Aku pun berterima kasih kepada beliau atas saran tersebut.
***

Kulangkahkan kakiku menuju keluar terminal mencari becak untuk menuju wisma tempat aku menginap satu minggu. Begitu banyak orang yang menawariku jasa transportasi, tetapi semuanya kutolak. Belum lagi aku keluar terminal, tasku sudah ada yang mencoba menyayatnya dengan pisau silet yang tajam. Kuhentikan segera aksinya dan aku kejar pencopet itu hingga aku berhasil menangkapnya. Tidak kusangka ternyata ia seorang perempuan muda. Usianya kira-kira dua puluh tahun.

“Lepaskan aku!”, katanya dengan ketakutan.

“Mengapa kamu menjadi pencopet?” tanyaku. “Apa kamu tidak takut jika polisi menangkap dan memenjarakanmu?” tanyaku lagi.

“Jika aku tidak mencopet Mas, aku tidak dapat makan hari ini.” jawabnya dengan nada memelas.

“Separah itukah perekonomianmu hingga kamu rela menjadi seorang pencopet?”, tanyaku padanya.

“Aku orang yang miskin dan tak punya pekerjaan tetap”, jawabnya. “Ibuku sedang sakit di rumah kami”, lanjutnya.

Aku tidak tega membawanya ke kantor polisi. Hati kecilku merasa iba dengan keadaannya. Aku ajak dia makan di warung dekat terminal itu. Saat itu perutku memang sangat lapar dan kulihat dia juga seperti orang yang kelaparan. Kami berbincang lama di sana. Aku memintanya menunjukkan keadaan ibunya kepadaku untuk membuktikan kebenaran kata-katanya tadi. Benar katanya, ibunya memang benar-benar sakit dan sedang terbaring di atas tikar beratap jembatan. Ya, tepatnya mereka tinggal di kolong jembatan. Hatiku merintih melihat keadaan mereka yang sangat memprihatinkan. Kuberi mereka uang seperlunya untuk berobat di rumah sakit. Aku pun segera meninggalkan mereka menuju wiswa tempatku akan menginap.

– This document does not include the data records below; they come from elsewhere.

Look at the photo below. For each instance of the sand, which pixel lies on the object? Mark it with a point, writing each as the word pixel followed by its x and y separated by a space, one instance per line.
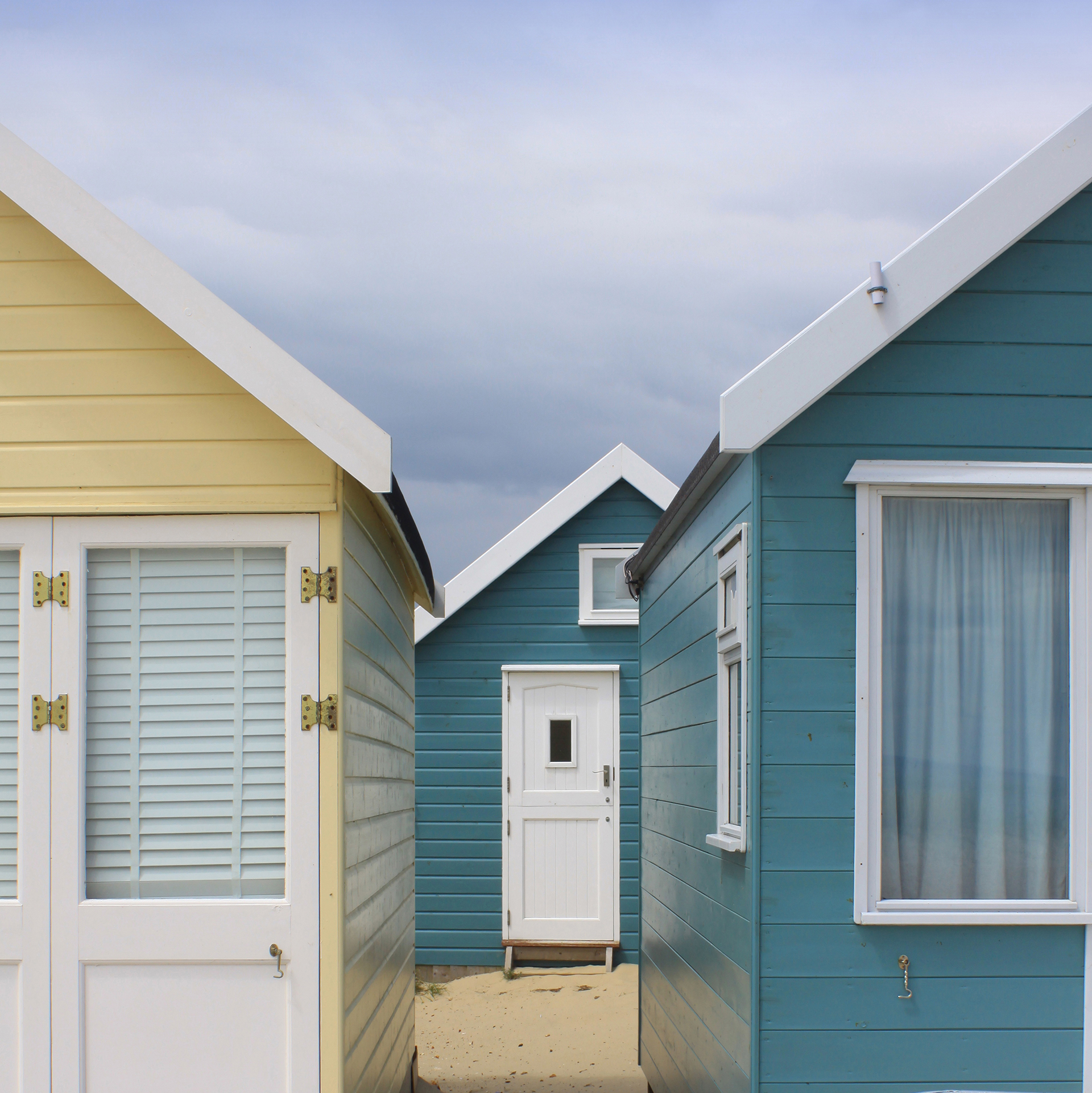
pixel 546 1031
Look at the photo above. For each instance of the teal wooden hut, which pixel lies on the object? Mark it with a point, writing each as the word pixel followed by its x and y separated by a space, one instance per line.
pixel 527 736
pixel 865 685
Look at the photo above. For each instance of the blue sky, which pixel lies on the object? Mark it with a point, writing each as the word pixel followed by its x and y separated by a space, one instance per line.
pixel 515 235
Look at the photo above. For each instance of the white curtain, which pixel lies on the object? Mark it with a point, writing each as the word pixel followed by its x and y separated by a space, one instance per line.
pixel 975 699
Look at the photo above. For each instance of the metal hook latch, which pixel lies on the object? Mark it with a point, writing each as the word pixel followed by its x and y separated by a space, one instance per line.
pixel 904 964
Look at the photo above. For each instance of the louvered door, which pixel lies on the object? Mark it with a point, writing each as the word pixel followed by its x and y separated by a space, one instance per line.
pixel 185 822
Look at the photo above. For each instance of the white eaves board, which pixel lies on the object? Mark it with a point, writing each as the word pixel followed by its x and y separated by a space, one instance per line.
pixel 769 397
pixel 204 321
pixel 620 462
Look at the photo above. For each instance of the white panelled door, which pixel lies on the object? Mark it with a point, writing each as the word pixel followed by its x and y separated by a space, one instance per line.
pixel 24 813
pixel 168 833
pixel 561 842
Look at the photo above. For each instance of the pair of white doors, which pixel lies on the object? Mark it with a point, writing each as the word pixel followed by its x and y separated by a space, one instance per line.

“Mas, tunggu sebentar!” pinta pencopet itu.

“Ada apa?”, tanyaku kepadanya.

“Siapa nama Mas dan di mana aku dapat menemui Mas kembali?”

“Namaku Rizal dan kamu dapat menemuiku kembali di Wisma Sejati”, kataku kepadanya. “Ingat pesanku tadi! Jangan mencopet lagi!”, tambahku.
***

Akhirnya sampai juga aku di wisma yang nyaman untuk kutinggali. Kurebahkan tubuhku di kasur empuk dan wangi. Segera terbayang olehku penderitaan anak dan ibu yang harus tinggal di kolong jembatan itu. Aku di sini rebahan dengan enak sedangkan masih ada orang yang tidur di tempat kumuh dan berbau tidak sedap. Aku bayangkan jika seandainya nasibku seperti mereka. Segera menitik air mataku dan ingin sekali aku membatu mereka. Aku ingat kembali aksi pencopetan yang dilakukan gadis itu kepadaku. Wajahnya masih mebekas di ingatanku. Malam pun semakin larut dan aku harus segera tidur agar besok aku dalam keadaan yang prima dan bisnisku dapat berjalan dengan lancar.

Suara alarm telepon selulerku membuatku terbangun dari tidurku yang nyenyak. Aku pun segera berwudu karena azan Subuh telah menggema di angkasa. Untung di wisma itu tersedia musala yang bersih dan penuh perawatan. Kusempatkan jalan-jalan sebentar di sekitar wisma setelah salat Subuh berjamaah di musala itu.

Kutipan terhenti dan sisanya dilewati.